In the present study, treatment with vildagliptin at a dose that did not lower plasma glucose level significantly improved survival of OLETF after acute MI (Figs. 2, 3). By using telemetric monitoring of heart rate and blood pressure, we previously demonstrated that increased mortality during the acute phase after MI in OLETF is due to progressive heart failure but not lethal arrhythmia . Although vildagliptin did not modify ventricular function under baseline conditions (Table 2), it suppressed MI-induced upregulation of BNP expression and cardiac adrenergic activity in OLETF (Fig. 3g, h). Thus, suppression of heart failure progression after MI is the most likely explanation for reduction in acute mortality after MI in OLETF by vildagliptin.
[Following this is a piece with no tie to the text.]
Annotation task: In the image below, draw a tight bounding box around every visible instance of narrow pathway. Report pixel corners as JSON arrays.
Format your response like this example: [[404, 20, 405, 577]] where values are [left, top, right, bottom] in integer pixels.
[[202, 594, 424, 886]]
Serum active GLP-1 level was elevated by vildagliptin (Fig. 2a), suggesting that GLP-1 mediated the improved survival by vildagliptin. On the other hand, treatment with a GLP-1 analog, exenatide, tended to improve post-MI survival in OLETF, but the effect was statistically insignificant. We do not have a clear explanation for the different outcomes in the vildaglitpin-treated and exenatide-treated groups. However, a difference in the mechanism of cardioprotection is a possibility. The GLP-1 receptor is localized in the cardiomyocyte , but a recent study has shown that a GLP-1 receptor agonist provides cardioprotection by a mechanism independent of the GLP-1 receptor in the cardiomyocyte . On the other hand, DPP-4 is involved in degradation of multiple peptides such as substance P and stromal cell-derived factor-1 [27, 41], and these properties of DPP-4 inhibitors might underlie the differences in survival rate (Fig. 3b) and changes in LC3-II protein level (Fig. 4b) after MI between vildagliptin-treated and exenatide-treated OLETF.
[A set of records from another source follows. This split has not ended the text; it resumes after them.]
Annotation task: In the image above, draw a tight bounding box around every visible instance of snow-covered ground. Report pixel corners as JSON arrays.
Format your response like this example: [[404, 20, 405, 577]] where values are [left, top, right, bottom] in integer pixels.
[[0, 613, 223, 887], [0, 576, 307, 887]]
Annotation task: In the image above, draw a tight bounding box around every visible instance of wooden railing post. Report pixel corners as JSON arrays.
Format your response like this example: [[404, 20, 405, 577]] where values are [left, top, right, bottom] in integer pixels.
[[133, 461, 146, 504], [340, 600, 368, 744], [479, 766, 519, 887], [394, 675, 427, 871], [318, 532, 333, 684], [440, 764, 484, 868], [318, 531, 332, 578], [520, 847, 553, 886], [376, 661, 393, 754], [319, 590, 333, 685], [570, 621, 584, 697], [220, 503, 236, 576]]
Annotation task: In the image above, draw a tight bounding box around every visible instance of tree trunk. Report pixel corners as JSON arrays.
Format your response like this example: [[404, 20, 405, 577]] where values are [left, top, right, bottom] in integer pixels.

In the literature, a study by French et al.  is the only study in which the changes in autophagy after MI in diabetic mice and non-diabetic mice were compared. In that study, autophagic activity was not increased after MI not only in the diabetic heart but also in the non-diabetic heart. The negative results are in contrast to results of several studies showing that autophagic activity was increased after MI in the healthy control myocardium [5, 8–12]. The reason why French et al. could not detect an alteration of autophagy after MI even in the non-diabetic myocardium is unclear, but use of entire risk zone tissue consisting of infarcted and non-infarcted cells might have obscured changes in autophagy in the viable myocardium after MI.
We focused on the non-ischemic region of the infarcted heart since that region plays a crucial role in compensation for the lost function of the infarcted region and undergoes adaptive and maladaptive post-MI remodeling [43, 44]. There was no significant difference in LC3-II or p62 levels or LC3-positive autophagosomes between LETO and OLETF under baseline conditions (i.e., sham-operated groups in Figs. 4, 5), suggesting that autophagic activities were similar in the diabetic myocardium and non-diabetic myocardium under non-stressed conditions. However, there was a significant difference between LETO and OLETF in autophagic response after MI. In LETO, an increase in autophagic activity was observed in the non-infarct region at 12 h after MI (Figs. 4, 5). A protective role of the increase in autophagic activity after MI has been demonstrated by findings that inhibition of autophagy by bafilomycin A or genetic deletion of beclin-1 aggravated remodeling and dysfunction of the ventricle after MI [8, 11]. Importantly, the mortality rate after MI in OLETF was not further increased by inhibiting autophagy with chloroquine (Fig. 3). These results support the notion that impaired autophagic response in the non-infarcted region of the infarcted heart contributes to increase in acute mortality after MI in OLETF.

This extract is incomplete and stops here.